Opposition to plans for a ‘flight-plus’ Atol to extend consumer protection to retailers threaten to derail industry hopes of a wider extension of the scheme to airlines.
The Civil Aviation Authority (CAA) is increasingly concerned ministers may walk away from the Atol reform process if industry responses to a Department for Transport (DfT) consultation, due out in the next fortnight, suggest companies will seek to avoid the regulations.
According to one industry source: “We are on the verge of snatching defeat from the jaws of victory.”
CAA consumer protection group deputy director David Moesli said: “People need to understand there is a process going on and that this reform is the first step.”
Recent industry forums have seen a series of attacks on the proposals, including from within Abta, and suggestions of wholesale avoidance through the restructuring of businesses. This has come against a background of broad agreement on the need to extend protection to scheduled airlines – a demand reflected in Travel Weekly’s ‘Make every seat safe’ campaign.
Moesli said: “It’s clear the trade has a big interest in airlines coming in [to Atol protection]. If the trade goes cool on flight plus, there is a danger the government might not explore whether primary legislation could incorporate airlines.”
He pointed out transport minister Theresa Villiers “recently made clear her department is going to consider this”. “If the trade sounds cool on flight plus, will the government bother with the primary legislation?

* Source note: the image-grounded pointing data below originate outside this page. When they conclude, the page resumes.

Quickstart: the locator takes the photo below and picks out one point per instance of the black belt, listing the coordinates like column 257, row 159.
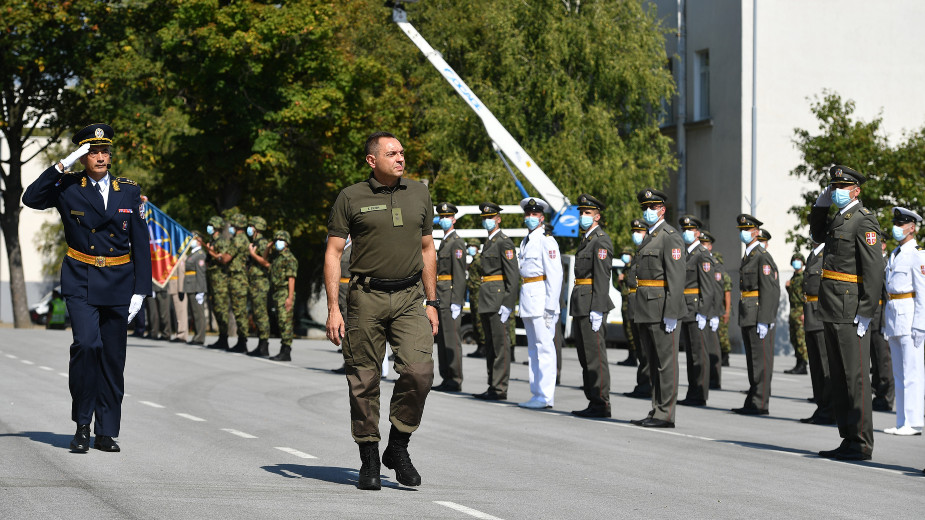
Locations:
column 380, row 284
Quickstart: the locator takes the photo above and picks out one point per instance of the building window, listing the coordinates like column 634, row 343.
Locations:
column 702, row 86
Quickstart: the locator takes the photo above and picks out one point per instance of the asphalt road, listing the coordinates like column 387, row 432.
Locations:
column 209, row 434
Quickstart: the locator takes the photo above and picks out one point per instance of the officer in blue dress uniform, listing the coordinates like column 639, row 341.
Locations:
column 104, row 277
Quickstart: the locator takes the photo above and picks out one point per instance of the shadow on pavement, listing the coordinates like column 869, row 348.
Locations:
column 334, row 475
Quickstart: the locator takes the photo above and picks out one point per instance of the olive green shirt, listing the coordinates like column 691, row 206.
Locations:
column 386, row 225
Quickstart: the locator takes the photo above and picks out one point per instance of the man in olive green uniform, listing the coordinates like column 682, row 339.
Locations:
column 451, row 291
column 627, row 288
column 815, row 340
column 716, row 310
column 258, row 280
column 237, row 271
column 393, row 269
column 852, row 284
column 195, row 287
column 643, row 388
column 500, row 277
column 795, row 294
column 700, row 295
column 590, row 303
column 473, row 284
column 760, row 298
column 659, row 305
column 283, row 271
column 218, row 250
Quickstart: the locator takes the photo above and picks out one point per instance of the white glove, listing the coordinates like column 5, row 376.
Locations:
column 550, row 316
column 863, row 323
column 670, row 324
column 77, row 154
column 596, row 319
column 825, row 198
column 701, row 321
column 134, row 306
column 918, row 337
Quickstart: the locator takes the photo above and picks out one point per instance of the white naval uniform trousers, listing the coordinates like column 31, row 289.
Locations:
column 539, row 256
column 905, row 274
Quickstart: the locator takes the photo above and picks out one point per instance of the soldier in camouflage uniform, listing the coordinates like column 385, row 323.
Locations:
column 259, row 283
column 473, row 282
column 218, row 250
column 237, row 270
column 282, row 286
column 797, row 338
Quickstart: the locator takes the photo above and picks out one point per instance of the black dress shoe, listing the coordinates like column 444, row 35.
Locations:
column 652, row 422
column 105, row 443
column 593, row 412
column 81, row 441
column 750, row 411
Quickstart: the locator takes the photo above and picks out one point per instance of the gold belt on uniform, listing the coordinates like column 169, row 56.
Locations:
column 842, row 277
column 98, row 261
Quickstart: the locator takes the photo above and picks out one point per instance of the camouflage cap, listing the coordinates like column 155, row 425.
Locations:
column 259, row 223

From the government’s point of view, why bring all the airlines in if the industry goes out of its way to avoid looking after consumers?”
The CAA hopes for a healthy response to the consultation, but some in the industry have suggested this offers a final opportunity to voice opposition. Moesli said: “The proposals came from the trade and the government sees them as a first step to clarity for the consumer.
“I would be surprised if the trade wants to give a cool response. We hope people read the consultation document carefully, engage with it and make it work. Ministers would not normally put a lot of sweat and tears into something it sees as a ‘sticking plaster’.”
Both Villiers and DfT head of aviation policy implementation Kate Jennings have recently described flight plus in this way. Moesli added: “There is a danger of people saying the consultation does not go far enough when they don’t know what is in it.”
A senior industry source agreed, saying: “The government would not want to hear that everyone will be looking at ways around flight plus. If this works and leads to the Air Travel Trust fund being paid off, the government could be open to all kinds of possibilities to change the system of protection. But ministers could lose interest.”